How to support our efforts?¶
The Agreement¶
Excerpt from the coders.care blog post Service Level Agreements for TYPO3 Extensions

Enabling companies, developers and the community to join forces and thrive¶
There is one particular thing, that should be different to most of the variants of service level agreements provided by other open-source projects though. Having to buy a so called “enterprise” or “professional” edition of the extensions or TYPO3 itself just to become entitled for an SLA is a No-Go, since it will create two classes in the community and contradict the principles of free software implied by the GPL.
The benefit for the people agreeing to a certain service level should be defined by reliability and responsiveness, not by getting access to something, that is unavailable for the rest of the community. So there must be an agreement to still share the improved public extensions with everybody in the community while getting a personal early or immediate access depending on the level and the priority you paid for.
For developers there is the need for another agreement: They have to accept and publish fixes and changes to their extensions up to a certain degree, so the whole pool of developers can take care of the extensions covered by the SLAs. This will avoid forks.
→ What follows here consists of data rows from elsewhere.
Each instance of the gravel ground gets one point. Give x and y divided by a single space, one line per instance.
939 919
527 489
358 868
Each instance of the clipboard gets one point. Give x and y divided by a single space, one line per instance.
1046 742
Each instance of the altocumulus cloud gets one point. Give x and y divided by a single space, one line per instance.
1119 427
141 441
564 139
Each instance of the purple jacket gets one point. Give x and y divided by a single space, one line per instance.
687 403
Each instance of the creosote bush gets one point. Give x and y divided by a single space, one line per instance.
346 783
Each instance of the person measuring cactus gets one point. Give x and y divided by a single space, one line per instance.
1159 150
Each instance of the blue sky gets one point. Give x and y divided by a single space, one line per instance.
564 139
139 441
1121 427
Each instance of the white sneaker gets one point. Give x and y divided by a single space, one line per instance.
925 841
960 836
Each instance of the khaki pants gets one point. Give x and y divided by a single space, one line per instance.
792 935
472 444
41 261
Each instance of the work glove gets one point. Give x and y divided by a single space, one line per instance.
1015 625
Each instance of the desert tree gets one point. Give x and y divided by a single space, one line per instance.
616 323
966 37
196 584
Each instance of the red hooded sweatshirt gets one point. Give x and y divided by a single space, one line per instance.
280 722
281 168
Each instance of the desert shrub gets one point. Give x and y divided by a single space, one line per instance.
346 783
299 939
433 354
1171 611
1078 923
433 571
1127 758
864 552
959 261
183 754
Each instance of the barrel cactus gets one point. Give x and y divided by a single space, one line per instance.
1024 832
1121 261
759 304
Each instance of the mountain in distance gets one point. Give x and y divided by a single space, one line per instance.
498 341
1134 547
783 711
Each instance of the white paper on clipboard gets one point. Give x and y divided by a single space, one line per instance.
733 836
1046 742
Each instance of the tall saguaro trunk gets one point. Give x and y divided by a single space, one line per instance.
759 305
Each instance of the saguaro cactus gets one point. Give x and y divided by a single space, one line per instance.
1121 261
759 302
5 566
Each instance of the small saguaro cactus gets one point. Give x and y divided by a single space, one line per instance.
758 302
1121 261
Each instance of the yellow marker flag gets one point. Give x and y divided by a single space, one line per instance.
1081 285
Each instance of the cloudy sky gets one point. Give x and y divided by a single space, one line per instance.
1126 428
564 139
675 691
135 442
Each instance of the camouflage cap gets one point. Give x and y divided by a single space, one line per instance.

There are several nice side effects of these agreements. For example it would reduce the number of extensions which are maintained by a single person and therefor the risk of loss when using these extensions. Due to the four-eyes principle this would increase the quality of each extension in the approved pool and at the same time reduce the amount of “me too” extensions in the TER.
There would be a powerful team of developers backing the service levels, so it would be easy to keep the approved extensions on a level with upcoming versions of the TYPO3 core. And since this would be done in close collaboration with the TYPO3 core team and the security team, core bugs and security holes affecting extension behaviour could be fixed and published much more easily as well.